The Kitten Mom moved the plants into bigger pots with this damp wood chip stuff around them. Now she has so many plants on the shelves under the lights that there is almost no room for me anymore. Almost. I mange to squeeze myself in there anyway and it is kind of fun because the Kitten Mom always rushes over to pay attention to me when I do it…

Knitting

I have sleeping on the bed with the Kitten Mom every single evening while she knits on stuff. I like to chew on the the yarn, but she doesn’t like that too much. I also like to groom the knitted stuff until it gets soft and fuzzy, but she kind of gets really excited and takes stuff away from me when I do that so mostly I don’t do it any more. Mostly.

We have really made a lot of progress on her new purple sweater. She is now finishing up the last sleeve and I like this project because it is perfect to sleep on. Except she keeps moving it around a little too much for me to get completely comfy…

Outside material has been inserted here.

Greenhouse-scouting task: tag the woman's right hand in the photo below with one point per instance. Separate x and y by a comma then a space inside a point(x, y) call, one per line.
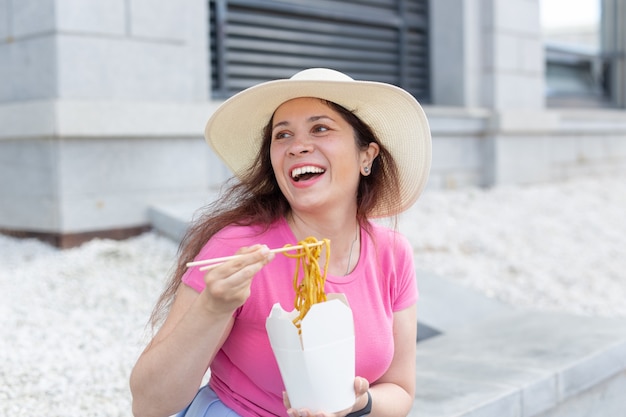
point(228, 284)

It is better when she knits socks because then I can sleep right on her nap without purple knitted stuff hitting me all of the time.

Books

What can I say. The Kitten Mom reads a lot and I like that when I want to sleep too, but it gets a little old when it is time to get up and PLAY for awhile. What is crazy is the Kitten Mom listening to books while she knits. So strange. At least when she is reading I can sleep on top of her, but this knitting and reading thing is kind of weird if you ask me. I bring toys to her to play with, but nope. She mostly just reads.

She thinks that this book is really wonderful!

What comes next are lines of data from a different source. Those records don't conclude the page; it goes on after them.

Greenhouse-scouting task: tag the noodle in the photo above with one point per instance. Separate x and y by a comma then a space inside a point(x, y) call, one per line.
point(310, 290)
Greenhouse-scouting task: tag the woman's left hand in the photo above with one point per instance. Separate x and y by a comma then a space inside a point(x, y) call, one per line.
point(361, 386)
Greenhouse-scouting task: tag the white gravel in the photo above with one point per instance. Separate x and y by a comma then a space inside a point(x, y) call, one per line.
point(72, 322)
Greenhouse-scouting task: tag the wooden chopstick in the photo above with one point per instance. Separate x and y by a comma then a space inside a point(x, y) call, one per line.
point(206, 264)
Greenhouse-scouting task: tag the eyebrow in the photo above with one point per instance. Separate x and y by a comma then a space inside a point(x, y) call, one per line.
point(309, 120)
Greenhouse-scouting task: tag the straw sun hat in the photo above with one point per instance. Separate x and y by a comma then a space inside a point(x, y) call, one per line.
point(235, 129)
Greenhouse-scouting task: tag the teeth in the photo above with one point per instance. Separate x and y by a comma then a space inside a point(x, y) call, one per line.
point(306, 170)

The Kitten Mom finished that book in the picture this week and I thought that she would get up to play with me, but nope, that did not happen. She immediately bought the sequel to the book and went back to reading. She didn’t even start up my laser light for me before starting the new book!

Now it is almost evening and that means that it is time for me to get my tuna dinner!! I like my dinner almost as much as playing, so this is a great time of the day. Then the Kitten Mom and I will be back to knitting and reading and maybe a little nap or two. I love the Kitten Mom.

Maybe we will play a little after our after-dinner nap.

Notes from the Kitten Mom:

  • I’ve gotten both doses of the Pfizer vaccine and have started making more trips out of the house including shopping trips. I got my hair cut, people!! I’m also getting all of the medical testing that was put on pause a year ago finally done. It is so good to get out there again, but exhausting. Hannah is so thrilled when I get home she just flings herself down on the ground in front of me and wiggles around in joy. Then we get cookies. What a perfect pandemic companion this little kitten has turned out to be!!
  • The sweater is Goldwing by Jennifer Steingass. I’m now finishing up the second sleeve and hope to wear it next week in the next round of snow storms.
  • I have gotten several new orchids in the last few months and decided to repot them now that they are (mostly) done with blooming. I use a mixture of wood chips and sphagnum moss for my potting soil since I live in a pretty dry climate, and mostly my orchids do well after I move them to new pots with this new soil around them.
  • There has been a sting of weather systems crossing the state that bring with them snow for the plants outside and trouble for me. Good thing I had the whole series of The Murderbot Diaries to read to keep myself entertained. I love these books!! I checked them out of the library but now I’m thinking that I should just buy them because I will be reading these books again!
  • The sequel to A Memory Called Empire is the book A Desolation Called Peace. These are really good books; rich characters, complex political intrigue, beautiful writing, spaceships, and cultural dynamics that are an echo of the series of books about the Roman occupation of Britannia that I read earlier this year. I have just arrived at the part of the book where we get to meet… aboreal, water loving kittens. And aliens. Of course. This is space opera, after all.
  • I have to take Hannah to the vet for a checkup and her shots…

Have a great week, everyone!

Read a little, knit a little, and garden like your heart can’t live without it.